Dimension of data before and after performing PCA

Dimension of data before and after performing PCA - python

I'm attempting kaggle.com's digit recognizer competition using Python and scikit-learn.
After removing labels from the training data, I add each row in CSV into a list like this:
for row in csv:
train_data.append(np.array(np.int64(row)))
I do the same for the test data.
I pre-process this data with PCA in order to perform dimension reduction (and feature extraction?):
def preprocess(train_data, test_data, pca_components=100):
# convert to matrix
train_data = np.mat(train_data)
# reduce both train and test data
pca = decomposition.PCA(n_components=pca_components).fit(train_data)
X_train = pca.transform(train_data)
X_test = pca.transform(test_data)
return (X_train, X_test)
I then create a kNN classifier and fit it with the X_train data and make predictions using the X_test data.
Using this method I can get around 97% accuracy.
My question is about the dimensionality of the data before and after PCA is performed
What are the dimensions of train_data and X_train?
How does the number of components influence the dimensionality of the output? Are they the same thing?

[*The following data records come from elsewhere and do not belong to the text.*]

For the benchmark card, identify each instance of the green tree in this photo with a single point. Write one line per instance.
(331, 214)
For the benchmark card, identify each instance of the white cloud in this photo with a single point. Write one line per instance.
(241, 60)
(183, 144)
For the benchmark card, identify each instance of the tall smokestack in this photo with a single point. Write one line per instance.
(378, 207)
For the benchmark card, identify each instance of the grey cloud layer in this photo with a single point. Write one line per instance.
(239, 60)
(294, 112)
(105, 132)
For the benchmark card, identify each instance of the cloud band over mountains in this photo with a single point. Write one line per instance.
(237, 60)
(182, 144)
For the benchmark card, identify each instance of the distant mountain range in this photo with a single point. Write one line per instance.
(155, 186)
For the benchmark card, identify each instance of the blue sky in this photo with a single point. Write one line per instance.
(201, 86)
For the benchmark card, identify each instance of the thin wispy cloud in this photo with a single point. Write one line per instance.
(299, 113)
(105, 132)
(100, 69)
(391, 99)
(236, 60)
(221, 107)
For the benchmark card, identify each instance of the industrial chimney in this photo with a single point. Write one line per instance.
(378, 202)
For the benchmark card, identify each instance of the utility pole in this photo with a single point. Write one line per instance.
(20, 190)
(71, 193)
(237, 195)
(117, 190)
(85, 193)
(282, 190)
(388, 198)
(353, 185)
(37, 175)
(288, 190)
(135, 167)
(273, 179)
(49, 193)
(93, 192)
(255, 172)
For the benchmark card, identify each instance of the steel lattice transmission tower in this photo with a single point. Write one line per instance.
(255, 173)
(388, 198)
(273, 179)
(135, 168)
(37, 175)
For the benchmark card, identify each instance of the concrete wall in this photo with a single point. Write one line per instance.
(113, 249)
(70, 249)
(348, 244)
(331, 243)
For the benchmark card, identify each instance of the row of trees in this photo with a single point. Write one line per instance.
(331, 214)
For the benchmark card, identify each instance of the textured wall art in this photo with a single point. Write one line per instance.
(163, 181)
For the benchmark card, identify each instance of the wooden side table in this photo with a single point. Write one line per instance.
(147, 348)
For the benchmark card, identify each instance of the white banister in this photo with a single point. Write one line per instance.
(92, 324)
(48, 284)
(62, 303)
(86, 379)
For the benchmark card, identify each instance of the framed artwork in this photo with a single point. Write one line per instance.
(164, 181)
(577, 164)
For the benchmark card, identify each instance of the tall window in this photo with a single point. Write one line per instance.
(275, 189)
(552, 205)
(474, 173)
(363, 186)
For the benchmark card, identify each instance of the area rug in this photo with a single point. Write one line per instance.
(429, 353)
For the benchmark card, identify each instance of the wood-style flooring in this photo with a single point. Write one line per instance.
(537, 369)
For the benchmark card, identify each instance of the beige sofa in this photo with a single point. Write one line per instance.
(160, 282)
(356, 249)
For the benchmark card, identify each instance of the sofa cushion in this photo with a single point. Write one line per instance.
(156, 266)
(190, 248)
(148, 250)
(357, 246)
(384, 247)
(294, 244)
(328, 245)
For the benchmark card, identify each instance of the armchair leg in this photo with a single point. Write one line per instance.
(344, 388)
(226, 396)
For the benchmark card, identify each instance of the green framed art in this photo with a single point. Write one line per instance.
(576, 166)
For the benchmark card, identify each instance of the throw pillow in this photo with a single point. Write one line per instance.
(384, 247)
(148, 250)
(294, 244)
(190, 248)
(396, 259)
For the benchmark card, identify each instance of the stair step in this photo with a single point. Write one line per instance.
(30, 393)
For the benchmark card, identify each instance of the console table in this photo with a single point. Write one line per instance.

TL;DR: Yes, the number of the desired PCA components is the dimensionality of the output data (after the transformation).
The PCA algorithm finds the eigenvectors of the data's covariance matrix. What are eigenvectors? Nobody knows, and nobody cares (just kidding!). What's important is that the first eigenvector is a vector parallel to the direction along which the data has the largest variance (intuitively: spread). The second one denotes the second-best direction in terms of the maximum spread, and so on. Another important fact is that these vectors are orthogonal to each other, so they form a basis.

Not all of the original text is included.